The Bond franchise is still going strong more than 50 years after its inception. Thanks to the abundance of books and stories about everyone’s favourite spy, we believe its popularity will never fade away. Expensive cars and drinks, beautiful women, international spy mastery, and lavish casinos are the driving force behind these movies apart from the plot, which, to be honest, always ends up with Bond saving the world (and getting the girl or girls).

James Bond, as most of you probably know, is a huge fan of gambling. Almost every movie about the British spy features a gambling scene. Not all of them get it right, of course. That’s not a Bond movie problem – gambling and casinos are wrongfully portrayed even in movies centred on gambling.

Read, for example, any William Hill online casino review and you’ll see that you can’t just put your Jaguar keys on the table or play for hundreds of millions – casinos usually have pretty restricted bet sizes.

3 Things Bond Movies Get Right About Casinos

The Atmosphere and Luxury
Bond never plays in small-time shady casinos. When he hits the tables, it’s usually at the most lavish casinos with everyone dressed up and bets costing more than your yearly salary. The truth is that there are many similar VIP casinos nowadays where high rollers ply their trade.

Ian Fleming once said that upmarket gambling clubs along with skill at gambling and how to behave in casinos were attributes of a gentleman just like Bond. Moviemakers were surely on point in this regard.

Tipping the Dealers
We’ve seen Bond leaving a table after a game of baccarat or poker and tipping the dealer with a generous chip. In 2006’s Casino Royale, for example, he slides a $500K chip to the dealer who gets it and thanks Bond for his generosity.

Although the value has been greatly exaggerated, this is a common tradition in Vegas casinos for players who have won a nice sum of money. Tipping the dealer with table chips is a nice way of saying thank you for your service just like tipping a bell boy in a hotel. It’s just a classy thing to do, and hey, if you win thousands at a table, would a few hundred less hurt your wallet?

The Suspense
Every time Bond plays against a villain at the table the atmosphere is tense. That’s about as right as it gets – if you play a game of baccarat or anything else worth a few million dollars tension will definitely fill the air. Playing high stakes games is like tightrope walking without a safety net – it’s dangerous, but pretty exciting at the same time.

3 Things Bond Movies Get Wrong About Casinos

Ridiculous Bets
It’s not just Bond movies – most Hollywood casino flicks get the bet sizes and rewards wrong. Putting the keys of your expensive car or yacht on the table and playing for it doesn’t happen in a casino. There’s a generous prize pool, but it doesn’t hand out Jags or high-tech yachts.

Ian Fleming’s Casino Royale book originally had Bond playing a game of baccarat against the villainous Le Chiffre. That was changed to Hold’em poker for the 2006 movie due to the game’s popularity.
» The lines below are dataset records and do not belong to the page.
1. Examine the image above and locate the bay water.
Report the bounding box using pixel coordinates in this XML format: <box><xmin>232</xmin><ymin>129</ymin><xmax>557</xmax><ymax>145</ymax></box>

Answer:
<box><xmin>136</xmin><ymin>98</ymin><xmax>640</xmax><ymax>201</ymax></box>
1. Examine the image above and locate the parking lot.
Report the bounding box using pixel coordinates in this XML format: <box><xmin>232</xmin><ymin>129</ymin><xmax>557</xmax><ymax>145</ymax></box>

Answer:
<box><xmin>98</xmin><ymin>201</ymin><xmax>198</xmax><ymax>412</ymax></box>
And it was the wrong choice.

The poker hands in that tense match are absolutely ridiculous just like the rewards. Casino Royale is a great movie, but it has been notoriously drubbed online for its unreal portrayal of poker. Many poker players have pointed out the ridiculous moves made by Bond at the table that would never take place in real life unless we’re talking about a newbie, and Bond certainly isn’t one.
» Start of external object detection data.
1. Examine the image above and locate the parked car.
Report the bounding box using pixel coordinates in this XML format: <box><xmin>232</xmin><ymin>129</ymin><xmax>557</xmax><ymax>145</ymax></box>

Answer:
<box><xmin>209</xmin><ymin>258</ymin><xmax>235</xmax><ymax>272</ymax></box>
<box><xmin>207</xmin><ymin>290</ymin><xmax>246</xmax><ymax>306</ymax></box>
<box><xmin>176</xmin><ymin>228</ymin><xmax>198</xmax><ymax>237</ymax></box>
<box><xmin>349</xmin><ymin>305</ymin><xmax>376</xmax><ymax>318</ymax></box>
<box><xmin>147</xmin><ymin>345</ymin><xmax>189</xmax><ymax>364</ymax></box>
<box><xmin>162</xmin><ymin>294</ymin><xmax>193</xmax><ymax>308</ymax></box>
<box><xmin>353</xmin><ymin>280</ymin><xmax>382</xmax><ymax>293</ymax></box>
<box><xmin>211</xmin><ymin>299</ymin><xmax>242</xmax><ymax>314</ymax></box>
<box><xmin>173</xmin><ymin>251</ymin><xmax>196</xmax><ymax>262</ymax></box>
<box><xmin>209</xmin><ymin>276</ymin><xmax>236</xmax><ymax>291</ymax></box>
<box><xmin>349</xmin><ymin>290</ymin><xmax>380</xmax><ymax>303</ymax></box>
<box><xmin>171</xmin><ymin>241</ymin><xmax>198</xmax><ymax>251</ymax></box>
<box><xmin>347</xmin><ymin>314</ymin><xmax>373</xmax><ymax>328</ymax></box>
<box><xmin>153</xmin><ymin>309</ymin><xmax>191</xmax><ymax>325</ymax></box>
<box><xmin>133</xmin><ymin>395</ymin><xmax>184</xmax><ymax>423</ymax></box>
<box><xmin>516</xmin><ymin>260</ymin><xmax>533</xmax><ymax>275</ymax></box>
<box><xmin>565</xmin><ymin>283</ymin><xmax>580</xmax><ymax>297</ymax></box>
Casinos Aren’t Run By Villains
Although Hollywood tends to make it seem so, luxurious casinos in Vegas or anywhere else are not run by shady people or in this case, villains. Gambling is a highly regulated industry and profits are often reinvested back in the community. So don’t worry – if you win a few hands at blackjack or poker, a billionaire villain won’t send his goons to kill you.